The Standard Fixed Rate is the simplest rate and, for that reason, the most common option for businesses with a fixed rate contract. You agree to all of your total energy costs upfront, safeguarding you from unexpected price hikes in the energy sector.
These contracts are favoured by businesses that prefer long-term predictability. If you’re a business owner, you can calculate your energy budget for the duration of your contract, allowing you to focus on other areas of your business.
Are there any limitations with a fixed contract? Yes there are.
While they provide protection against future energy price rises, they also prevent you from taking advantages of any falls in the market. This also applies to businesses that have unknowingly signed up to a Fixed Rate Contract at a high rate. This can often prove troublesome when attempting to renegotiate your terms, especially if an exit fee is included in the deal.
A blend & extend plan allows you to purchase energy at a reduced price and distribute the cost of energy over a longer period.
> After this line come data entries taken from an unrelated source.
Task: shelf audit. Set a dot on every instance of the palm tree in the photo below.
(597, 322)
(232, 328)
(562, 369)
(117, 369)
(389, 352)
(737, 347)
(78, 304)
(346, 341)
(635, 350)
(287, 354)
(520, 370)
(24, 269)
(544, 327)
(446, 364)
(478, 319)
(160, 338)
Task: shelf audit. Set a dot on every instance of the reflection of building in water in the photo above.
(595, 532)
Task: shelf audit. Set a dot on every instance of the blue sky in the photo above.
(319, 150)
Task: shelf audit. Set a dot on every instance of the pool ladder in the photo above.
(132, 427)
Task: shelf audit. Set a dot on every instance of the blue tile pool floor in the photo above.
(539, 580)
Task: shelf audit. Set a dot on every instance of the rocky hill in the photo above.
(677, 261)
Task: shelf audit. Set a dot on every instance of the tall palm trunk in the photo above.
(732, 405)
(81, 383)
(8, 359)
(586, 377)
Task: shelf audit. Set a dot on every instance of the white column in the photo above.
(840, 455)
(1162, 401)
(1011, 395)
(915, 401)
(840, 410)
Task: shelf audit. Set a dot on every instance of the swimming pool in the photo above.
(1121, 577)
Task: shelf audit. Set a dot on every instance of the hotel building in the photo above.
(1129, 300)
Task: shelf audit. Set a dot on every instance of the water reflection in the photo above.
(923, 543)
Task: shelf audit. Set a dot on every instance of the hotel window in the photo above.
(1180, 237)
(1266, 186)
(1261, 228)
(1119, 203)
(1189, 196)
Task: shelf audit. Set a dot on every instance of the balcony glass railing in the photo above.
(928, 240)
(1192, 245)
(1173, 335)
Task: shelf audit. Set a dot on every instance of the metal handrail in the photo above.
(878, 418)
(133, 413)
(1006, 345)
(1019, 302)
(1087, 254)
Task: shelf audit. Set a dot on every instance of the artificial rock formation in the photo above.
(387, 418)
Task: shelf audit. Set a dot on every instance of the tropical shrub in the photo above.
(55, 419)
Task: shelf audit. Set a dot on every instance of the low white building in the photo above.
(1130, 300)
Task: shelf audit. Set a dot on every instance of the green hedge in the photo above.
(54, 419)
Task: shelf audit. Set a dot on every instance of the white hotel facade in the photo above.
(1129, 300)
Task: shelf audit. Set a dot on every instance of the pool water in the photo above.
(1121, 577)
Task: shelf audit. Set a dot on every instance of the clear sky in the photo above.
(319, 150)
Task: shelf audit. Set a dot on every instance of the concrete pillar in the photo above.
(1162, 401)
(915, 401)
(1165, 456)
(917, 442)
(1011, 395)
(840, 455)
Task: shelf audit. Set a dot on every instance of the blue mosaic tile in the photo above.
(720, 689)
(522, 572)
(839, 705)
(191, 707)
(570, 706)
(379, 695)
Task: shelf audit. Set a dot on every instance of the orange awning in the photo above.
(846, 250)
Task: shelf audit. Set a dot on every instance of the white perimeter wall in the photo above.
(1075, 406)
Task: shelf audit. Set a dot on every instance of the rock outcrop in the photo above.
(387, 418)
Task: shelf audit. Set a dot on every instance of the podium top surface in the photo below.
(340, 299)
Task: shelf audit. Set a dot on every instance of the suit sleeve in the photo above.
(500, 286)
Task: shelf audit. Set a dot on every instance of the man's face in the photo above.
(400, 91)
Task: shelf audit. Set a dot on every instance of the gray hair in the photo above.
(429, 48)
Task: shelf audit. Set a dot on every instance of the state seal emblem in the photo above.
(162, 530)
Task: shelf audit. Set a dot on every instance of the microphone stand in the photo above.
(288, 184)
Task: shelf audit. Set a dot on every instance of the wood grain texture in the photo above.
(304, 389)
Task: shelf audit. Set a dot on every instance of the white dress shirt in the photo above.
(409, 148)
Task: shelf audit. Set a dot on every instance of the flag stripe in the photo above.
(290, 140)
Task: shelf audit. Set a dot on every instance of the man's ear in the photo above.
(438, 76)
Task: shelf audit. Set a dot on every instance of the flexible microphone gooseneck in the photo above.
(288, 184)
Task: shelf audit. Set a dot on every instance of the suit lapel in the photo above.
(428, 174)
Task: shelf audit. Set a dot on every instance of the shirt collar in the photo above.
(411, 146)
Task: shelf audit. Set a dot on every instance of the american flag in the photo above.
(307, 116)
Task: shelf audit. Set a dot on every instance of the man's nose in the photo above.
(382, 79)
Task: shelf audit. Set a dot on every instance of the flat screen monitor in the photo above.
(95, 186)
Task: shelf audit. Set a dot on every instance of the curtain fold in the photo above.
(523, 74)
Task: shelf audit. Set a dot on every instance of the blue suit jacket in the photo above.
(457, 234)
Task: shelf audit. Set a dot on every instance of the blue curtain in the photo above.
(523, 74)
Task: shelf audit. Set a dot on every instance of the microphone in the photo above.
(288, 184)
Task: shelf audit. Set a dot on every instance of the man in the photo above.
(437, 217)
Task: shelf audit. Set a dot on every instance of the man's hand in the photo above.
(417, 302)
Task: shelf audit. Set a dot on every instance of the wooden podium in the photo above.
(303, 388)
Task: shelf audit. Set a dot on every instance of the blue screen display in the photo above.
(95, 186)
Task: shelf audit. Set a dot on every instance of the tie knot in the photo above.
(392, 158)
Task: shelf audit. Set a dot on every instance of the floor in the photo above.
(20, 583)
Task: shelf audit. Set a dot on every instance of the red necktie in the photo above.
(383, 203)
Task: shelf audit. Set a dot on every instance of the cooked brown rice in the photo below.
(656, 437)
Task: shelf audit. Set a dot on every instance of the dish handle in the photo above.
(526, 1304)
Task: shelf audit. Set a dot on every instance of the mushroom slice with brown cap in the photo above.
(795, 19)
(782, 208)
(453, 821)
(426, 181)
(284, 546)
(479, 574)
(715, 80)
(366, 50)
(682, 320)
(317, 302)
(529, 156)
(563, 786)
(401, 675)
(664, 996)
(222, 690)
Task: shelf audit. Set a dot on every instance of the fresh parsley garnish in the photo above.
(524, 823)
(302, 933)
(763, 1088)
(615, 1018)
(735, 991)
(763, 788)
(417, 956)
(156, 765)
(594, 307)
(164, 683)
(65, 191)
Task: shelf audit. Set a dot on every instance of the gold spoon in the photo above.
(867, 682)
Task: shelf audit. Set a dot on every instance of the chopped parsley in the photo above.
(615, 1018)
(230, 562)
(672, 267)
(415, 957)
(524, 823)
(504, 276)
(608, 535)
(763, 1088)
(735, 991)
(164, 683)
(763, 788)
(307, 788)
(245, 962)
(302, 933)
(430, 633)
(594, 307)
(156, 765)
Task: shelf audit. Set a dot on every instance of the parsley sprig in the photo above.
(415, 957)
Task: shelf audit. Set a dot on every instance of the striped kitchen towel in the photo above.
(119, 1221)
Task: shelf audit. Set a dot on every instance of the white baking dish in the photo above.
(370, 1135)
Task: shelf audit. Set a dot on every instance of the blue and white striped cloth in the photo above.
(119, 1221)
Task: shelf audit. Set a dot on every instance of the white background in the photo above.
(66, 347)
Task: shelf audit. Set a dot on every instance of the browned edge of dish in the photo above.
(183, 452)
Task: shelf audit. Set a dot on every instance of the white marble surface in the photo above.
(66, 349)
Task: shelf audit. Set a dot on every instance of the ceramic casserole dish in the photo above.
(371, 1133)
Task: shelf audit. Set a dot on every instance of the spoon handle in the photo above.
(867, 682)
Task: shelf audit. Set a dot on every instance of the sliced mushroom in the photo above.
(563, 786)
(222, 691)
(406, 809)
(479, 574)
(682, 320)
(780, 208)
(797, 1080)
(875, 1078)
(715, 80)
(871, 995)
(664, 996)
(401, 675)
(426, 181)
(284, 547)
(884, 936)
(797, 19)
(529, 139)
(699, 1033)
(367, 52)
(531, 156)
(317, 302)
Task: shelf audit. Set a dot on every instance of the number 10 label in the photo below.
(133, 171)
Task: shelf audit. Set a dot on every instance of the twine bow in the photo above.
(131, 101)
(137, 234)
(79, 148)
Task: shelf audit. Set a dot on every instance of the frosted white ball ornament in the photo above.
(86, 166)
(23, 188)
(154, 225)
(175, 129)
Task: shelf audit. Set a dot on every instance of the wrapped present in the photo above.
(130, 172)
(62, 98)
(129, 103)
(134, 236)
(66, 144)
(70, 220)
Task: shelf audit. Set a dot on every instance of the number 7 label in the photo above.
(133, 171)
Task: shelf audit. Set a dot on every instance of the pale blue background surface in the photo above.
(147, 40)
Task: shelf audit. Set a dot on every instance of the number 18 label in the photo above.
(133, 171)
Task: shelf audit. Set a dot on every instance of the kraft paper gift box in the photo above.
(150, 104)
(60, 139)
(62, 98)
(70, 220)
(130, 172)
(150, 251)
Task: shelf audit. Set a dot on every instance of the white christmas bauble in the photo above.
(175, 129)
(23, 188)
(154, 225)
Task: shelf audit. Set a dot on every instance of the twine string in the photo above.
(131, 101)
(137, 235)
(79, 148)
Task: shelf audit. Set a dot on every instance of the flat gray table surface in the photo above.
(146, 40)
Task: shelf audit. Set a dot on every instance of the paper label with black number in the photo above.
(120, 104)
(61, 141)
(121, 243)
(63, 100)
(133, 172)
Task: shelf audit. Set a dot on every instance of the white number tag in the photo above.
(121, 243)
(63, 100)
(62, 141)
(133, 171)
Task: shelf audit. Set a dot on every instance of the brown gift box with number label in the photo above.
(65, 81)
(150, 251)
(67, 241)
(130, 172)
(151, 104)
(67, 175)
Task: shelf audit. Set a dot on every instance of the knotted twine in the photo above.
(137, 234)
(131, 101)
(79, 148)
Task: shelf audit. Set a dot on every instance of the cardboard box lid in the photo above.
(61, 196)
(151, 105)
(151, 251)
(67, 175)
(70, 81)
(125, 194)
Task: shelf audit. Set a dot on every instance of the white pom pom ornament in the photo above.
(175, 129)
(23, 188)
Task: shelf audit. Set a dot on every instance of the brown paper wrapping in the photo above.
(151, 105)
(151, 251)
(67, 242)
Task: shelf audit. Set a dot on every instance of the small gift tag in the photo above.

This is great for businesses concerned with high energy rates at the time of their renewal.
Unlike a Standard Fixed Rate contract, blend & extend plan is beneficial for clients who have secured long term contracts before energy prices have plummeted. By renegotiating your contract at the end of the financial year this way, you can improve your budget planning, reduce spending and secure and more flexible plan.
A word of warning however. Blend and extend clauses are notoriously difficult to negotiation because suppliers will often limit how many they can approve of in one financial year. In addition, the clause is only available to you if you’re in a deregulated market or if you buy energy from a third-party supplier.